Отпрашивается с урока истории — боль в животе такая, что она вынуждена согнуться пополам: нет я в порядке нет пожалуйста я сказала пожалуйста все будет в порядке мне не нужно ничьей помощи благодарю вас. («Я все-таки съела завтрак, и вроде бы с удовольствием, — не без чувства удовлетворения написала она в своем дневнике, — но желудок не принял, так что пришлось бежать в туалет, и меня вырвало». Слово «вырвало» подчеркнуто несколько раз.)
Думает. Размышляет. Придумывает. Грезит. Забивает себе голову всякими фантастическими картинами, которые, вообще-то говоря, вполне реальны. Изабелла и Мори и Ник Мартене. Изабелла и Мори и Ник Мартене. А может быть, Изабелла и Ник… и Морис Хэллек.
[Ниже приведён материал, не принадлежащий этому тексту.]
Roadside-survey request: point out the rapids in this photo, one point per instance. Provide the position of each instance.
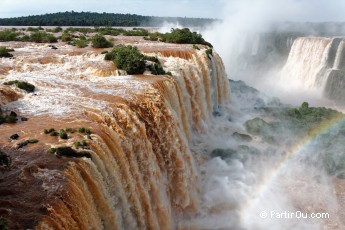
(142, 173)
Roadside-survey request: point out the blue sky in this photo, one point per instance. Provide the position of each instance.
(182, 8)
(292, 10)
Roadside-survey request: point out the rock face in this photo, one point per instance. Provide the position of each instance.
(134, 168)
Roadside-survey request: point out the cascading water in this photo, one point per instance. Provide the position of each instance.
(141, 173)
(316, 64)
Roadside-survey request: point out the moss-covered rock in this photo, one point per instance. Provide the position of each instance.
(70, 152)
(5, 160)
(22, 85)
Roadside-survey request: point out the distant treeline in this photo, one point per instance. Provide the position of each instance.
(100, 19)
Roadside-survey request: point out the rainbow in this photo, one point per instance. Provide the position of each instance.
(279, 167)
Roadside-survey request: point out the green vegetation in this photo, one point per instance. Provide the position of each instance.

А может быть (ведь они же были друзьями детства), Морис Хэллек и Николас Мартене… и Изабелла.
Размышляет, смотрит в пустоту, покусывает нижнюю губу, с силой прочесывает пальцами волосы. (Что это она сотворила с бровями? Почти все выщипала? Но зачем? Даже Ханна не может этого сказать.) Вся съеживается от ласкового прикосновения учительницы французского языка — собственно, даже содрогается (с несколько наигранным возмущением), когда та кладет руку ей на плечо. Бредет одна через унылое хоккейное поле, сидит одна в стеклянном кубе библиотеки, сгибается в три погибели в столовой над остывающей едой — одна, совсем одна, хотя в этом году немало других печальных историй вокруг: девочек то и дело укладывают в изолятор, или к какой-то девочке неожиданно приезжает отец, забирает ее позавтракать в «Молли Питчер» или «Холидей инн» на автостраде и не привозит назад; есть девочки, которые много плачут, а есть такие, которые решительно не желают плакать, и есть такие, которые балуются травкой и курят так, чтобы их застигли, исключили и отослали домой, где их ждут новые слезы и неизвестно что; после их исчезновения проходит не одна неделя, прежде чем соседка по комнате узнает, что произошло.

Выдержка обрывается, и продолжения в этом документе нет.